Exhibit 5.1
CodeLaw LLC
1 Lincoln Street
Boston, MA 02111
www.codelaw.com
July 24, 2023
Netcapital Inc.
1 Lincoln Street
Boston, MA 02111
Ladies and Gentlemen:
We have acted as special Utah counsel for Netcapital Inc., a Utah corporation (the “Company”), in connection with the preparation and filing of a Registration Statement on Form S-3 (File No. 333-267921) (the “Registration Statement”), the prospectus supplement filed on July 21, 2023 pursuant to Rule 424(b) under the Securities Act of 1933, as amended (the “Securities Act”), dated as of July 19, 2023 (the “Prospectus Supplement”) with the Securities and Exchange Commission (the “Commission”), covering a public offering of 1,725,000 shares (the “Shares”) of common stock par value $0.001 per share (the “Common Stock”).

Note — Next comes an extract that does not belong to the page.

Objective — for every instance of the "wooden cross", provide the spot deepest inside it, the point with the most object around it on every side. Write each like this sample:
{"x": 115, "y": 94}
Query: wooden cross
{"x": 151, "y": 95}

The Shares are to be issued and sold by the Company to investors or the representative, as applicable, pursuant to an underwriting agreement (the “Underwriting Agreement”) dated July 19, 2023, entered into between the Company and the representative of the several underwriters named therein and in the Prospectus Supplement. This opinion is being delivered to you pursuant to Item 601(b)(5) of Regulation S-K under the Securities Act at the request of the Company.
In connection with this opinion, we have examined originals or copies (certified or otherwise identified to our satisfaction) of (i) the Company’s Articles of Incorporation as currently in effect, (ii) the Company’s Bylaws as currently in effect, (iii) the Registration Statement, including the exhibits filed therewith and the Prospectus Supplement, (iv) the Underwriting Agreement, (v) resolutions of the board of directors of the Company as provided to us by the Company, and (vi) such corporate records, agreements, documents and other instruments, and such certificates or comparable documents of public officials or of officers and representatives of the Company, as we have deemed relevant and necessary as a basis for the opinion hereinafter set forth.
In such examination, we have assumed the genuineness of all signatures, the legal capacity of all natural persons, the authenticity of all documents submitted to us as originals, the conformity to original documents of all documents submitted to us as certified, conformed or photostatic copies, and the authenticity of the originals of such latter documents. We have also assumed that the authorization of the board of directors of the Company is not changed from its authorization of July 18, 2023, and that the authorization of the pricing committee of the board of directors of the Company is not changed from its authorization of July 19, 2023. We also assume that the Underwriting Agreement was duly executed by each of the parties thereto other than the Company. As to certain questions of fact material to this opinion, we have relied upon certificates or comparable documents of officers and representatives of the Company and have not sought to independently verify such facts.
Based on the foregoing, and subject to the assumptions, limitations and qualifications stated herein, we are of the opinion that the Shares have been duly authorized for issuance by all necessary corporate action by the Company and when issued and sold as contemplated in the Registration Statement, the Prospectus Supplement and the Underwriting Agreement, and upon payment and delivery in accordance with the Underwriting Agreement, will be validly issued, fully paid and non-assessable.
The opinion expressed herein is limited to the corporation laws of the State of Utah. We express no opinion as to the effect on the matters covered by this letter of the laws of any other jurisdictions.
We hereby consent to the inclusion of this opinion as an exhibit to a Current Report on Form 8-K and to the references to our firm under the caption “Legal Matters” in the Registration Statement and the Prospectus Supplement. In giving our consent, we do not admit that we are in the category of persons whose consent is required under Section 7 of the Securities Act or the rules and regulations thereunder.